In some cases, switching between Standard and Agentic Warfare tabs when creating a new campaign caused incorrect selections to be shown in the Standard tab. This has been fixed.
We fixed a problem with Prompt History downloads, where a Project filter was not reflected in the download contents.
We improved the visibility of collapsed sections on the Scanners page.
Custom GenAI scanners weren’t showing a description in their corresponding Playground card. This has been fixed.
Red-Team report names now have a maximum length of 100 characters.
We fixed a couple of UI issues that caused the navigation to stay or become in the collapsed state unexpectedly.
We made some inconsistent button labels consistent on the Scanners screen.
In some cases, users could not save a custom scanner after switching between scanner types. This is fixed.

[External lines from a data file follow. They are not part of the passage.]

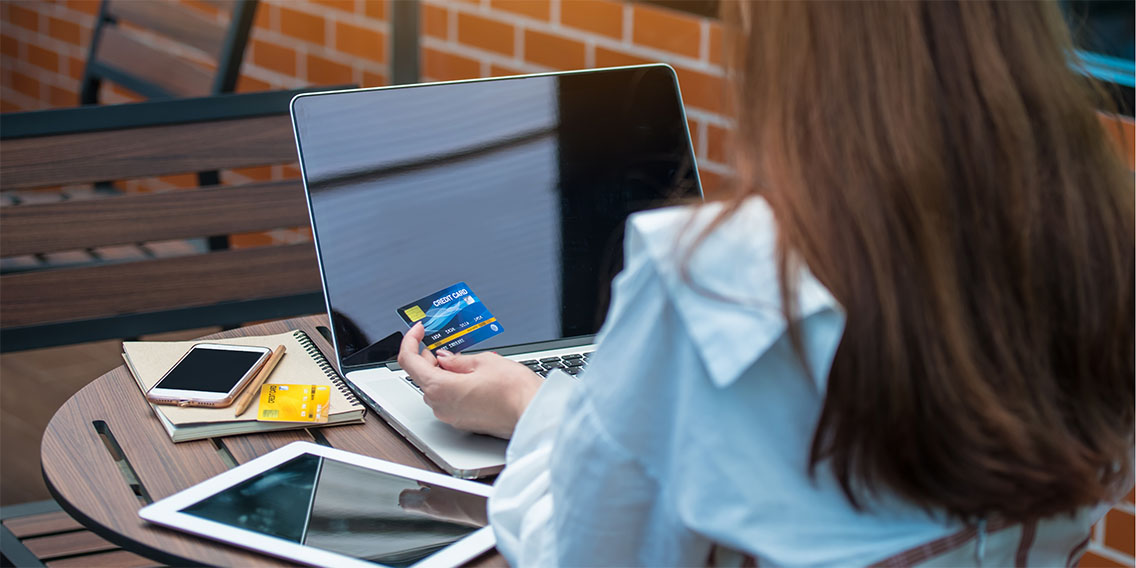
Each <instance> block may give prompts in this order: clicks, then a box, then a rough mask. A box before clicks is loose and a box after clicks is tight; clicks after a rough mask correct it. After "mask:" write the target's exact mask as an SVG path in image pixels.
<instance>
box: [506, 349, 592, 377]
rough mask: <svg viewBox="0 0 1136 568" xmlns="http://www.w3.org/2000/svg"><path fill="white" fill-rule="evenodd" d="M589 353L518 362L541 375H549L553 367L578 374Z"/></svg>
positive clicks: (538, 374)
mask: <svg viewBox="0 0 1136 568" xmlns="http://www.w3.org/2000/svg"><path fill="white" fill-rule="evenodd" d="M591 354H592V352H591V351H588V352H586V353H569V354H566V356H560V357H545V358H543V359H529V360H527V361H520V364H521V365H524V366H525V367H528V368H529V369H531V370H532V371H533V373H536V374H537V375H540V376H542V377H546V376H549V373H552V370H553V369H563V371H565V373H567V374H569V375H579V374H580V373H582V371H583V370H584V369H585V368H586V367H587V358H588V356H591Z"/></svg>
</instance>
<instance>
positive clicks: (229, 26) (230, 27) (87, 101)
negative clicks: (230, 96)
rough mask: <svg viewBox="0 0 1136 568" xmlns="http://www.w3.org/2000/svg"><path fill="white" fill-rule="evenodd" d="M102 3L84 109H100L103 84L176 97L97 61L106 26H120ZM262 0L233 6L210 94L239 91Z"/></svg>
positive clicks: (155, 84)
mask: <svg viewBox="0 0 1136 568" xmlns="http://www.w3.org/2000/svg"><path fill="white" fill-rule="evenodd" d="M108 1H109V0H102V2H100V3H99V12H98V15H97V16H95V26H94V32H92V34H91V45H90V48H89V49H87V52H86V66H85V67H84V68H83V78H82V81H81V83H80V84H81V85H82V86H81V89H80V97H78V99H80V100H78V102H80V105H98V103H99V87H100V86H101V85H102V80H107V81H110V82H114V83H117V84H119V85H122V86H124V87H126V89H128V90H131V91H134V92H136V93H139V94H141V95H142V97H144V98H147V99H168V98H173V97H176V93H170V92H169V91H167V90H165V89H162V87H161V86H160V85H158V84H154V83H152V82H150V81H147V80H144V78H141V77H137V76H135V75H133V74H131V73H130V72H128V70H126V69H122V68H118V67H116V66H114V65H109V64H105V62H101V61H99V60H97V59H95V55H97V53H98V52H99V41H100V40H101V37H102V31H103V30H105V28H106V26H108V25H110V26H112V25H117V22H115V19H114V18H112V17H110V16H109V15H108V14H107V2H108ZM257 2H258V0H237V2H236V3H235V5H233V11H232V12H231V14H229V23H228V31H227V32H226V34H225V40H224V42H223V43H222V45H220V49H219V51H218V56H217V73H216V74H215V75H214V82H212V85H210V89H209V92H210V94H220V93H231V92H233V90H234V89H236V81H237V78H239V77H240V75H241V62H242V61H243V60H244V48H245V45H247V44H248V42H249V33H250V32H251V30H252V22H253V17H254V16H256V12H257Z"/></svg>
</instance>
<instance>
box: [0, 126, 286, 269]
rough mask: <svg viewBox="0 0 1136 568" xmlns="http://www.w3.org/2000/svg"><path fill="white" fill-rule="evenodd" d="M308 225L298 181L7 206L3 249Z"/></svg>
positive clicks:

We’ve improved the instructions in the “Upload a file” function for GenAI custom scanners to be more understandable.
Users can now cancel an in-progress attack run.
We uncovered a few edge cases related to the Custom Roles behavior that have been fixed.
Editing one campaign unintentionally put all other campaigns into edit mode as well. This has been corrected so that only the selected campaign is editable; all others are in view mode, as expected.
We rewrote an incorrect explanation text associated with what were previously called “Signature attacks,” now called “Agent prompt attacks,” in the Agentic Warfare campaign tab.

Known issues

Some customers may experience slow load times on the Red-Team Reports page and the Custom Roles page.
The CalypsoAI scanner packages table still shows headings for “Scan,” “Status,” and “Enforce” even those controls have moved away from packages onto individual scanners.
While editing a Campaign, if you leave without saving, changes to custom intents are saved anyway.
Double-clicking on the Create Campaign button will create two identical campaigns. Some might consider this a feature, but we’ll be fixing it soon.
Users creating a custom provider will encounter an error when they try to add a logo to that provider.
The Campaign description has a character limit, but it’s not enforced on save.
App projects are missing the API key icon in the tile UI.
When creating a custom regex scanner, especially when pasting in code, invisible spaces at the end of the string are saved instead of trimmed automatically. This can make it hard to debug malfunctioning regex.